Abstract Metal‐organic frameworks (MOFs), characterized by their extensive surface area, biocompatibility, and pH‐sensitive degradation have emerged as promising candidates for drug delivery systems (DDSs). This study focused on the development of zinc based zeolitic imidazolate framework (ZIF8) and zirconium‐based framework (UiO‐66) MOFs as effective nanocarriers for delivery of broad‐spectrum chemotherapeutic drug, doxorubicin hydrochloride (DOX), aiming to mitigate adverse side effects in breast cancer treatment. The nanocarriers, ZIF‐8 and UiO‐66 achieved a maximum drug loading efficiency of about between 79% and 75% at a drug‐to‐particle ratio of 1:10, and exhibited their pH‐responsive release, which is essential for cancer therapy. The in vitro therapeutic efficacy of developed DDSs was explored on breast cancer (MCF‐7 and MDA‐MB‐231) cell lines as well lung normal cells (WI26VA4). From confocal microscopic studies, it has been observed that a substantial amount of DOX is internalized into the cancer cells in a time‐dependent manner. It is noteworthy to mention that both the developed drug formulations (DOX@UiO‐66 and DOX@ZIF‐8) showed dose‐dependent toxicity towards cancer cell lines.
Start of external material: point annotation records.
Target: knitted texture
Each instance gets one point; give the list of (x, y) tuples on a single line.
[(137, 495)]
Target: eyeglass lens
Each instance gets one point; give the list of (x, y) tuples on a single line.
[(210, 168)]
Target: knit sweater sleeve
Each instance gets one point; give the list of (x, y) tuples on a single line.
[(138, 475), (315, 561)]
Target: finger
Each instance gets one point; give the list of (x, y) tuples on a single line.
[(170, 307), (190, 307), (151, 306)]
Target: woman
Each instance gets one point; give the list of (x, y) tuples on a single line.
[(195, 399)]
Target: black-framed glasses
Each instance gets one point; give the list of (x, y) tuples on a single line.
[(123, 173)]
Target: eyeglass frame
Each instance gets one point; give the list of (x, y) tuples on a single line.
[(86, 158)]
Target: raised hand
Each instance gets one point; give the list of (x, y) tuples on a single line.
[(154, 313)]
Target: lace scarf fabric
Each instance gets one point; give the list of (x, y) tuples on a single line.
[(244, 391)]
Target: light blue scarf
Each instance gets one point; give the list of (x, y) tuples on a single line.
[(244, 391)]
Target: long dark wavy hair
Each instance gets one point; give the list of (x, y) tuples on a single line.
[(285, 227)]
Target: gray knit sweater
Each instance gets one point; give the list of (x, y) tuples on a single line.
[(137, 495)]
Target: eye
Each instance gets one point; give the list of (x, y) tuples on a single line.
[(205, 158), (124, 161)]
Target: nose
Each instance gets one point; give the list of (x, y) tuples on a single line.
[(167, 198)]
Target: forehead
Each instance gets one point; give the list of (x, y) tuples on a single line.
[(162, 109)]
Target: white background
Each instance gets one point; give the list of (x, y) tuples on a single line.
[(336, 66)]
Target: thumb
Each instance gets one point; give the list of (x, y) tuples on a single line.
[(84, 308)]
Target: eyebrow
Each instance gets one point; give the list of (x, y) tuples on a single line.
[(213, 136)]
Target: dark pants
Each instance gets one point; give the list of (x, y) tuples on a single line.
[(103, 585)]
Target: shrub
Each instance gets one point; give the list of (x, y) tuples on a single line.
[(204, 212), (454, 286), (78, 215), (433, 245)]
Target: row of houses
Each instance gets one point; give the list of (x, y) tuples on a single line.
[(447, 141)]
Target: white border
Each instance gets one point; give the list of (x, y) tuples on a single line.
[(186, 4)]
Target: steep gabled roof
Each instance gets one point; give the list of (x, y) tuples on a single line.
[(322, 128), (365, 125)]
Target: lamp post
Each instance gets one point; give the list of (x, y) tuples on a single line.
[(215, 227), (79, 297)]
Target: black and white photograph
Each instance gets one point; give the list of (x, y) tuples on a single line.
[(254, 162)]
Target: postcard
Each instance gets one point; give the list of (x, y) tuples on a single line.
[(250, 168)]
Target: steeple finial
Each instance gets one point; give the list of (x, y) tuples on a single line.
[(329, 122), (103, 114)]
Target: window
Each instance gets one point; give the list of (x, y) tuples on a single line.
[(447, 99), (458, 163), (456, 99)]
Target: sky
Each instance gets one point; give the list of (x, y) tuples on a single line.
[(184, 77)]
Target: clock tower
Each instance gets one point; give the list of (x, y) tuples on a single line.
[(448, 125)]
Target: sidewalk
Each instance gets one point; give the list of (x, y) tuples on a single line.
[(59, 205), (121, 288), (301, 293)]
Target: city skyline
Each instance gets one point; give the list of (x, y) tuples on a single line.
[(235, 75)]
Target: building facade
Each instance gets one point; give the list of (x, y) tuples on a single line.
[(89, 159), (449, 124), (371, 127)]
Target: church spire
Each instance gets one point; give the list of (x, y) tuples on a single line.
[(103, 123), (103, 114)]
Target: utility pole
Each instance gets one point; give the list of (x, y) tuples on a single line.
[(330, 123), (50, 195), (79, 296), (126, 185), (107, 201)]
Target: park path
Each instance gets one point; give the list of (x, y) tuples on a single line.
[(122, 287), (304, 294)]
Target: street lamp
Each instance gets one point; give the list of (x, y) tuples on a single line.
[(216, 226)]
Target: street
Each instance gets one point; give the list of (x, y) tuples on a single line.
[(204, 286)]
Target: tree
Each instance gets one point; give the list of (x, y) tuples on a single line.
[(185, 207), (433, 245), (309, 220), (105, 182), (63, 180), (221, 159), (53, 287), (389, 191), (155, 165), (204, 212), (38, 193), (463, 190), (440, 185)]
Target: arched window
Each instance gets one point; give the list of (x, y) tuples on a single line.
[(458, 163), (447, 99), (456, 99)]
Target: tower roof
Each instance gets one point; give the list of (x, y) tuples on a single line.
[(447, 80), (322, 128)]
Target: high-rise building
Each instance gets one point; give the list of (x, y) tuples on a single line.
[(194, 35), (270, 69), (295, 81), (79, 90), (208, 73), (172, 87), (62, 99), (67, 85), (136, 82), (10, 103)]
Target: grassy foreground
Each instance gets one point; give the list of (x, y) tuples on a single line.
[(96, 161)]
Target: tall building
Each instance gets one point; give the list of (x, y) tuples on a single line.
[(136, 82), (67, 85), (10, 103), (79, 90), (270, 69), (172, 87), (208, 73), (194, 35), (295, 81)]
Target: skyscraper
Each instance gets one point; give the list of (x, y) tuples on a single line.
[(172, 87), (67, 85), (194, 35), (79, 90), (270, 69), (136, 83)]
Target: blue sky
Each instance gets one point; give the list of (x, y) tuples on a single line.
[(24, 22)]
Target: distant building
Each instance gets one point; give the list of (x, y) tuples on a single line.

Moreover, the cell viability studies performed with pure ZIF‐8 and UiO‐66 MOFs against normal as well as cancer cells demonstrated their biocompatibility nature even at a high concentration of 50 µg/mL. These findings underscore the potential of ZIF‐8 and UiO‐66 MOFs as effective and biocompatible platforms for drug delivery in breast cancer therapy.